Analytical investigation of the role of lateral mixing in the evolution of non-precipitating Cumulus

A minimalistic analytical model allowing analysis of the developing and dissolving stages of non-precipitating convective clouds is proposed. We present an analytical solution of 1D equation describing effects of lateral turbulent mixing with dry surrounding air and diffusional growth/evaporation on a microphysical structure of ascending/descending cloud volume.

Spatial and temporal changes of liquid water content (LWC), the adiabatic fraction, droplet concentration, and the mean volume droplet radius are calculated at the developing stage. It is shown that the existence of a non-diluted core in a growing cumulus cloud mainly depends on the cloud width and vertical velocity. Since lateral mixing synchronously decreases both the LWC and the droplet concentration, the variation of the mean volume droplet radius is low inside the cloud. The approximate quantitative condition for cloud formation in updraft is derived. It is shown that a cloud can arise when its vertical velocity exceeds a critical value.

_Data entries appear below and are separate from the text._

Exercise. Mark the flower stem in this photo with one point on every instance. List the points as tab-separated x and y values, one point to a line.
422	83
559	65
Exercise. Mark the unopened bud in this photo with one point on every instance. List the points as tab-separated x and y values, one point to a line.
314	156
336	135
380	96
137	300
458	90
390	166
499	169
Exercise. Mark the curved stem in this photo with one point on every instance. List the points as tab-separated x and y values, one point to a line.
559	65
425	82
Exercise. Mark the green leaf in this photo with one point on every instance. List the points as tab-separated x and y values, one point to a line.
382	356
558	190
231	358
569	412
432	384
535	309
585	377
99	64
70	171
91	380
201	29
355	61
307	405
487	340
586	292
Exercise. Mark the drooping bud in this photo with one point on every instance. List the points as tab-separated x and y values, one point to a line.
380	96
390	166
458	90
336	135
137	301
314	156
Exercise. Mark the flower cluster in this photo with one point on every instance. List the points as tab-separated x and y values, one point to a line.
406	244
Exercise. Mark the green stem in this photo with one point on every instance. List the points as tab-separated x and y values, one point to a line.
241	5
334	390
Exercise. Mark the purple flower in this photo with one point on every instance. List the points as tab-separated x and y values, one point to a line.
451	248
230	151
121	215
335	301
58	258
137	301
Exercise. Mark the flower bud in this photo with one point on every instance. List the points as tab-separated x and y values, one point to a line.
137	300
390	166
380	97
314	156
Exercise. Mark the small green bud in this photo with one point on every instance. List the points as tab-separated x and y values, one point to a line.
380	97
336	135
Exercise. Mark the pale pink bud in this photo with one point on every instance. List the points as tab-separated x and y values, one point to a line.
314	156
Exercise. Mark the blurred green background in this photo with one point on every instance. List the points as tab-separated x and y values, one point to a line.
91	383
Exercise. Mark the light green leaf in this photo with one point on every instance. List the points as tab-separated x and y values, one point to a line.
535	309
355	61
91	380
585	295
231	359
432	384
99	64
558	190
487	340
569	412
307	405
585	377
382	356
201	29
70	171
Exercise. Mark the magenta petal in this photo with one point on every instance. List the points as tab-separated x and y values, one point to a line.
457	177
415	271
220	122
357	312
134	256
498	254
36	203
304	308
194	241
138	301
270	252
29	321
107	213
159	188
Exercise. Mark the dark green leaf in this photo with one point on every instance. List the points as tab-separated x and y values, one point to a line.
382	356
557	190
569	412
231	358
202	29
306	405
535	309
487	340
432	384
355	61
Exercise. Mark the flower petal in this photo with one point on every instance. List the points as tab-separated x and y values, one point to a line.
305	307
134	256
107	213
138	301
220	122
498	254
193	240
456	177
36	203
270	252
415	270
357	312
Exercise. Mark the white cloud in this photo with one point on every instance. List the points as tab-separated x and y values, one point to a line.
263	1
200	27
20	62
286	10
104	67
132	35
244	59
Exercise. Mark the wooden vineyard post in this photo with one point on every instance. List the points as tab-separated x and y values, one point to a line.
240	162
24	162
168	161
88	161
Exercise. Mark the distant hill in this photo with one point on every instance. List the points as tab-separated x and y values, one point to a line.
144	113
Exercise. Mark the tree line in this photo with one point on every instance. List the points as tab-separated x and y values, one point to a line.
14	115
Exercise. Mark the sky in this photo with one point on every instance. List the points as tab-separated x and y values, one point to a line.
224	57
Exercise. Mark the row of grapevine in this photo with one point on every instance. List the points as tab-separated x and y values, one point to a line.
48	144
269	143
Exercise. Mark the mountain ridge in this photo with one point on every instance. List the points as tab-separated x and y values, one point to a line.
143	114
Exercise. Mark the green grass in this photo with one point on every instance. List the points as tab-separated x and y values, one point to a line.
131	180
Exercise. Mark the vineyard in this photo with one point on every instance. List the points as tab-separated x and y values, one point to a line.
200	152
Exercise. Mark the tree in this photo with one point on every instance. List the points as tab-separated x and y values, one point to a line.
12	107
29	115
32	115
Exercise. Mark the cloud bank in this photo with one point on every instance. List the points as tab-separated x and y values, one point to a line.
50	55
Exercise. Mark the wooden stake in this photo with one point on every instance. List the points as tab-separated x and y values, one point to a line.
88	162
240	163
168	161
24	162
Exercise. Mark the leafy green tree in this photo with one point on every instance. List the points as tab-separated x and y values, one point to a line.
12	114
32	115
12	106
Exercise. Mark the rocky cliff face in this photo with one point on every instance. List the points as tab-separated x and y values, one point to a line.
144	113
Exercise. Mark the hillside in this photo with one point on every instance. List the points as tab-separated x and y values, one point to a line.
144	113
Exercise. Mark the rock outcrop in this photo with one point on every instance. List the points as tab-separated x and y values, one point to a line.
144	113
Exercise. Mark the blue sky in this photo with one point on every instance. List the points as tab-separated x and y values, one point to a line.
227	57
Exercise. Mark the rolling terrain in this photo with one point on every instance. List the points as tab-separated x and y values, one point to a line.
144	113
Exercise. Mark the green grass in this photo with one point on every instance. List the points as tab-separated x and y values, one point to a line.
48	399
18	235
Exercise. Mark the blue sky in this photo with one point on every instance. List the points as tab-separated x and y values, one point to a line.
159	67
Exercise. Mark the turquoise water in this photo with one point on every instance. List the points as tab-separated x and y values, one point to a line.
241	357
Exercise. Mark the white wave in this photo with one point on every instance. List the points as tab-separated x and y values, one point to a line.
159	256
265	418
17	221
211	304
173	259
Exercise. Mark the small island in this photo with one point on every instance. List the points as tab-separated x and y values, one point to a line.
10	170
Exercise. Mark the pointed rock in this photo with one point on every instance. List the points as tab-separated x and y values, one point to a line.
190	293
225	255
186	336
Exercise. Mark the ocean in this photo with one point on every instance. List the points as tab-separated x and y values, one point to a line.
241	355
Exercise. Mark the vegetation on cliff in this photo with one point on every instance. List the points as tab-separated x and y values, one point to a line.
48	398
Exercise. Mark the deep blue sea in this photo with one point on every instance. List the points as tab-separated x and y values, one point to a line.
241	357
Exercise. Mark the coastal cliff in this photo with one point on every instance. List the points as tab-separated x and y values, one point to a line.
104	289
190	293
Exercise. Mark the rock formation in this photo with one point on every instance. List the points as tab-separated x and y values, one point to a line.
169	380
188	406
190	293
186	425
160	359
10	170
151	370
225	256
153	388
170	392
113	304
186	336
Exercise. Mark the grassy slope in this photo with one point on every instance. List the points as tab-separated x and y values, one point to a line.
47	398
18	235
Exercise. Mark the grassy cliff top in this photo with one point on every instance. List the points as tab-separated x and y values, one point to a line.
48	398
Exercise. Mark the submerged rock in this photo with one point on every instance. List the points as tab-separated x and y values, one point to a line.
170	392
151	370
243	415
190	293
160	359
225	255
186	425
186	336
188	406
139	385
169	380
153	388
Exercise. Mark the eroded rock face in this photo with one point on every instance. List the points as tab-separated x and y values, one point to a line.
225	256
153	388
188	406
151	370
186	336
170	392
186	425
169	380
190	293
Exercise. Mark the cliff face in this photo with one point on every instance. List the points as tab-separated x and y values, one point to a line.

The temporal changes in the spatial structure of a cloud and in its immediate environment at the dissolving stage are analyzed. An equation for cloud dissolving time is derived. The comparison of the effects of a temperature increase in the course of cloud descent and of the mixing with the dry surrounding air shows that the descent is a dominating factor determining the decrease in the LWC, while mixing has a stronger effect on the cloud shape. The main parameter determining the dissolving time is the downdraft velocity. It should exceed 30 cm/s in order to provide reasonable dissolving time. After a cloud totally dissolves it leaves behind an area with humidity exceeding that of the environment.

The comparison of the model results with previously published observational data indicates a reasonable agreement. These results can be useful for parameterization purposes. Values of the environment humidity and temperature, LWC at cloud top, cloud width, vertical velocity of downdraft, and the turbulent coefficient should be used as parameters of such parameterization.